A new worldwide botnet infection has been reported by the security community. The new threat is called the JenX botnet and features a highly unusual infiltration mechanism. According to the code analysis takes advantage of several vulnerabilities that affect certain popular router models made by Huawei and Realtek. They are among the biggest network equipment manufacturers and such models are usually bought by Internet Service Providers (ISPs) and given out to customers. This means that potentially thousands or even millions of computers can fall victim to the automated penetration testing. The two vulnerabilities are tracked in the following security advisories:

  • CVE-2014-8361 — The miniigd SOAP service in Realtek SDK allows remote attackers to execute arbitrary code via a crafted NewInternalClient request.
  • CVE-2017-17215 — Huawei HG532 CVE-2017-17215 Remote Code Execution Vulnerability.

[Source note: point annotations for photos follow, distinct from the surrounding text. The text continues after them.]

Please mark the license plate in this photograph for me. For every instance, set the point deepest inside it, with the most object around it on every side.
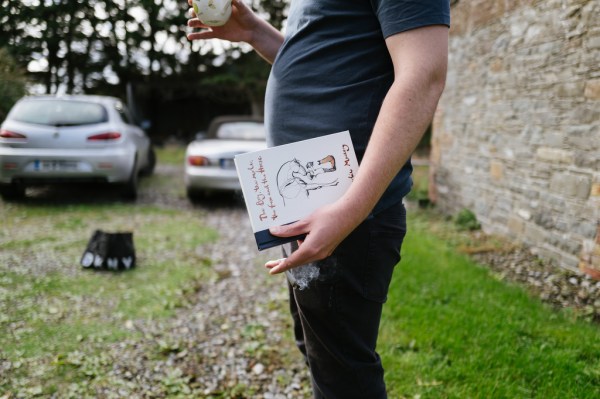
(226, 163)
(54, 165)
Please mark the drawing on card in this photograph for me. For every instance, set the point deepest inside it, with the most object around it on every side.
(295, 179)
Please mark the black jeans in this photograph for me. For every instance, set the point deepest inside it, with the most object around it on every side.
(336, 318)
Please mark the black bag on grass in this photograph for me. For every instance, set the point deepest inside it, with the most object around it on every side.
(110, 251)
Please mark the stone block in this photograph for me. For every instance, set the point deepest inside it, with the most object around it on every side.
(515, 225)
(496, 170)
(556, 155)
(592, 89)
(570, 89)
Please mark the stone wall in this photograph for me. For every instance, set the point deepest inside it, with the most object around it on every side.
(516, 138)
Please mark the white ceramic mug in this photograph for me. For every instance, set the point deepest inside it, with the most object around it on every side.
(212, 12)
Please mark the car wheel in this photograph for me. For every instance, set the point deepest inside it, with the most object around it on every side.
(12, 192)
(149, 168)
(129, 189)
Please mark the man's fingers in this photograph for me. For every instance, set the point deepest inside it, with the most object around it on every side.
(289, 230)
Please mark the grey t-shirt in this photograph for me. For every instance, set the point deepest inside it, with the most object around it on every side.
(333, 71)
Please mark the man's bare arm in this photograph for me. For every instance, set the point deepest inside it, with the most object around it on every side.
(420, 62)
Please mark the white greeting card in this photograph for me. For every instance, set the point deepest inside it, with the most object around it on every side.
(283, 184)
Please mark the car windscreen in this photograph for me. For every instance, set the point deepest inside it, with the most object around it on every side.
(241, 131)
(59, 112)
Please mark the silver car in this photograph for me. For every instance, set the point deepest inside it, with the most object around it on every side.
(209, 162)
(56, 139)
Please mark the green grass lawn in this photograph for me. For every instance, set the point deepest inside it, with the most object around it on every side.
(452, 330)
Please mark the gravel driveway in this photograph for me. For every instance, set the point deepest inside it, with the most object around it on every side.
(235, 336)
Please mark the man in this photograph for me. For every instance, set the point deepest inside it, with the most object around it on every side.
(376, 68)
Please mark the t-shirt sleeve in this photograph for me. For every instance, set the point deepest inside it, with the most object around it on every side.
(397, 16)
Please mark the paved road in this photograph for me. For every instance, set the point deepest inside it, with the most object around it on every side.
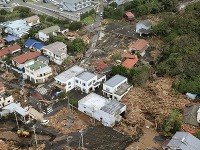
(97, 27)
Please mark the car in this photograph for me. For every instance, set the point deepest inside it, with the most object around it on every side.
(44, 122)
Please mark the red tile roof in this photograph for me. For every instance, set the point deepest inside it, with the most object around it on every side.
(139, 44)
(129, 14)
(129, 63)
(25, 57)
(8, 50)
(127, 56)
(100, 65)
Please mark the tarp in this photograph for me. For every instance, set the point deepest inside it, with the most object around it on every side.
(11, 38)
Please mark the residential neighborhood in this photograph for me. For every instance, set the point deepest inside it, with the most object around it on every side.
(99, 75)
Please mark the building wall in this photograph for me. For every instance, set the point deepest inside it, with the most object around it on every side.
(43, 36)
(85, 86)
(5, 101)
(38, 78)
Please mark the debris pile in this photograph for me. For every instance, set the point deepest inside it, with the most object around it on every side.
(66, 122)
(8, 76)
(153, 99)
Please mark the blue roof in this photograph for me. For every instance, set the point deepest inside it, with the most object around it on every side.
(38, 46)
(11, 38)
(30, 42)
(34, 44)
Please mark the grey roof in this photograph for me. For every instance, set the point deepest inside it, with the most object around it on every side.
(15, 107)
(70, 73)
(50, 29)
(55, 48)
(190, 115)
(147, 23)
(184, 141)
(42, 58)
(115, 80)
(72, 1)
(86, 75)
(112, 107)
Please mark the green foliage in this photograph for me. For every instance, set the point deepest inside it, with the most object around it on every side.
(181, 55)
(75, 26)
(73, 102)
(197, 134)
(137, 75)
(172, 123)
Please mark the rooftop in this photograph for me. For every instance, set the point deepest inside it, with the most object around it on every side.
(112, 107)
(56, 48)
(147, 23)
(94, 101)
(17, 24)
(37, 65)
(32, 18)
(86, 76)
(123, 89)
(70, 73)
(115, 80)
(25, 57)
(50, 29)
(139, 44)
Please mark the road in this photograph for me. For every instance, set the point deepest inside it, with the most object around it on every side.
(97, 27)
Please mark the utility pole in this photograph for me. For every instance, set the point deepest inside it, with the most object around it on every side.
(16, 119)
(35, 135)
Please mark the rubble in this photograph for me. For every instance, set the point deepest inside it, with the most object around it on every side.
(154, 99)
(66, 122)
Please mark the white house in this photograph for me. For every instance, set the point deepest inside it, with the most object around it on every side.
(143, 27)
(87, 81)
(116, 87)
(44, 34)
(75, 5)
(33, 20)
(56, 51)
(37, 72)
(66, 80)
(17, 28)
(5, 99)
(80, 79)
(108, 112)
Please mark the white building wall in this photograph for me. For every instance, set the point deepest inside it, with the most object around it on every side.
(5, 101)
(43, 36)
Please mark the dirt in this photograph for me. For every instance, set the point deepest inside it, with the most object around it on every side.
(154, 98)
(66, 122)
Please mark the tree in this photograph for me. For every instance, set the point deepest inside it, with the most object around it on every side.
(172, 123)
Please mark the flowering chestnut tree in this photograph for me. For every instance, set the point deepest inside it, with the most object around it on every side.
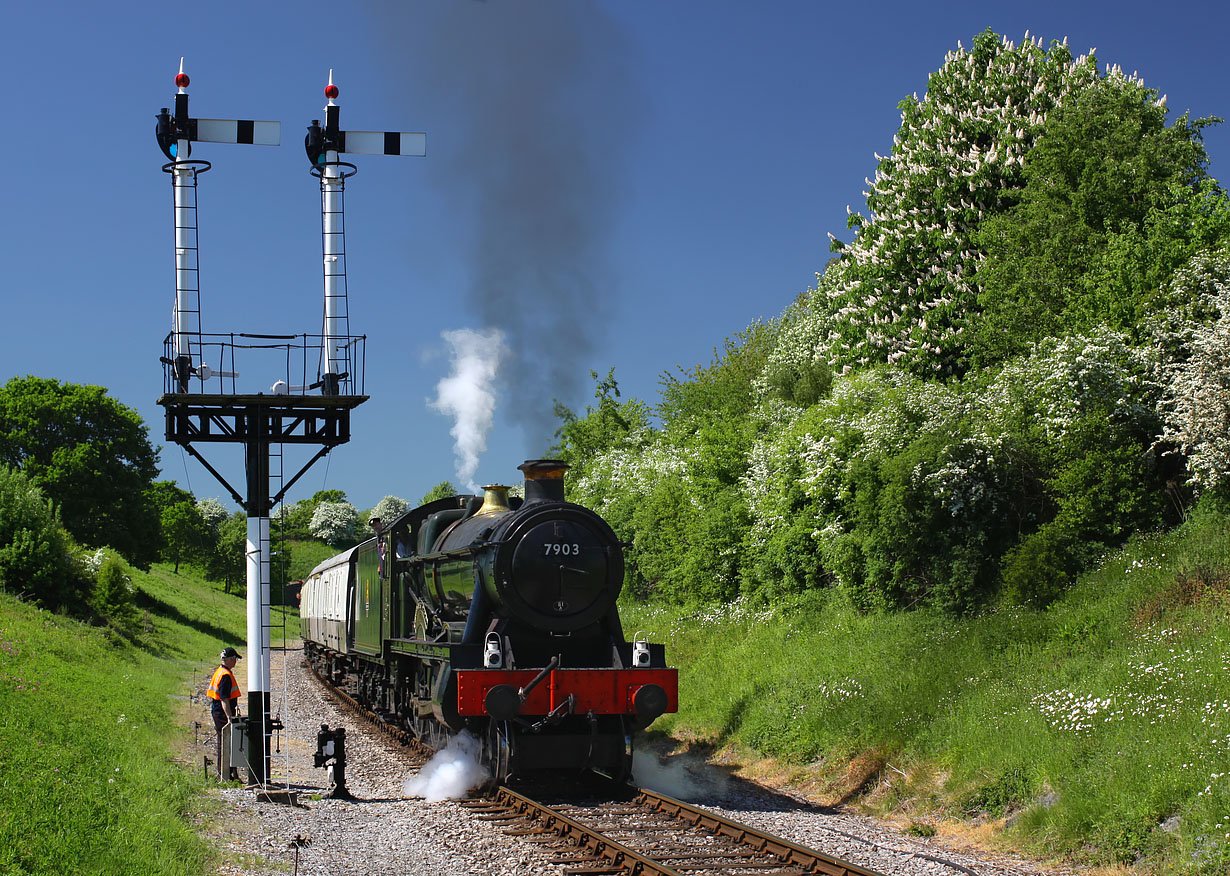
(1197, 400)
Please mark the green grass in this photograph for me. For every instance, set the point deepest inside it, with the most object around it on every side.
(89, 727)
(1095, 721)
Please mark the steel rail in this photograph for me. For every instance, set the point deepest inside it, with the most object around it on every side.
(792, 854)
(508, 805)
(586, 838)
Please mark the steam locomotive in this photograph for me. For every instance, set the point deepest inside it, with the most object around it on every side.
(495, 615)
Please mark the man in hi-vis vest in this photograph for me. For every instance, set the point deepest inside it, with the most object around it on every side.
(224, 693)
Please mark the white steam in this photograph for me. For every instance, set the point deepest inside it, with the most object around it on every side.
(450, 773)
(680, 776)
(468, 394)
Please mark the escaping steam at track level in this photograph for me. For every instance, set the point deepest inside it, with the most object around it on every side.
(468, 395)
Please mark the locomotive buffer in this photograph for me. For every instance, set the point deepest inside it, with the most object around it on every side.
(290, 412)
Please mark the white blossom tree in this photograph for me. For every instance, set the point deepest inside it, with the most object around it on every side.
(335, 522)
(1197, 399)
(904, 288)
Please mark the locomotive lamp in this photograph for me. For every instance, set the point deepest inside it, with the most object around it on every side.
(492, 658)
(640, 650)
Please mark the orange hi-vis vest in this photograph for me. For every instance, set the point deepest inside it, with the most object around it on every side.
(218, 677)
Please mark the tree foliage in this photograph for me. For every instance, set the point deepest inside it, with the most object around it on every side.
(1113, 203)
(389, 508)
(442, 490)
(33, 549)
(335, 522)
(185, 533)
(90, 455)
(1197, 396)
(904, 290)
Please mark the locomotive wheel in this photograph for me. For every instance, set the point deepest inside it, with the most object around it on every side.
(498, 751)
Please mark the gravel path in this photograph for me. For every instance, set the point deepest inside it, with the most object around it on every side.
(385, 833)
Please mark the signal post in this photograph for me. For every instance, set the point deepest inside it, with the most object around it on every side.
(292, 412)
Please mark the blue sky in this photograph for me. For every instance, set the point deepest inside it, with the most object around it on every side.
(615, 185)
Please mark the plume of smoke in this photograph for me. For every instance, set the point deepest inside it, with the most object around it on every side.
(538, 108)
(679, 776)
(450, 773)
(468, 394)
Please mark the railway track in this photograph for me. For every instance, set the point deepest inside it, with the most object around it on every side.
(643, 833)
(613, 829)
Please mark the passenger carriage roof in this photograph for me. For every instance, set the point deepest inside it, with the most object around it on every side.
(340, 560)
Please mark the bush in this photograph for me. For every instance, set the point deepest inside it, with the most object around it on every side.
(33, 548)
(113, 593)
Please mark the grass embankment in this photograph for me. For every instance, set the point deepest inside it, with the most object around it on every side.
(89, 728)
(1102, 722)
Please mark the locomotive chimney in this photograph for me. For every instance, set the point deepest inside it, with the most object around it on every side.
(495, 500)
(544, 479)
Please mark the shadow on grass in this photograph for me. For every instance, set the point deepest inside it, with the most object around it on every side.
(156, 607)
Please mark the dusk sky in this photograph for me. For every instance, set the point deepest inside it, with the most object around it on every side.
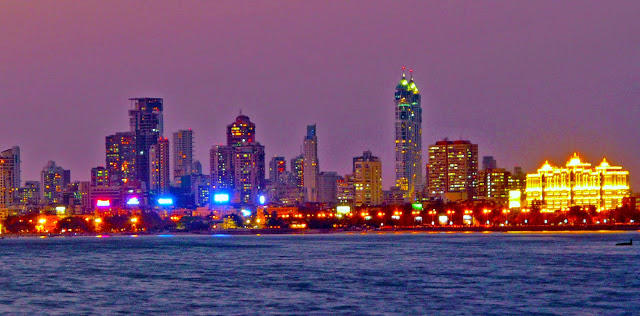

Its interesting to note that both weaknesses are taken from the Satori botnet. The snippets were identified in public posts made by the hacker known under the alias “Janit0r” who is the author of BrickerBot. According to the research the botnet is designed specifically against gaming providers, clubs and gamers.

The malware code infiltrates servers that power up games and as a result infect the client machines as well. The link made with the Grand Theft Auto game is due to the fact that compromised servers hosting the JenX botnet host the game. Such tactics are particularly effective against targets as gaming servers are known for their performance and network connectivity.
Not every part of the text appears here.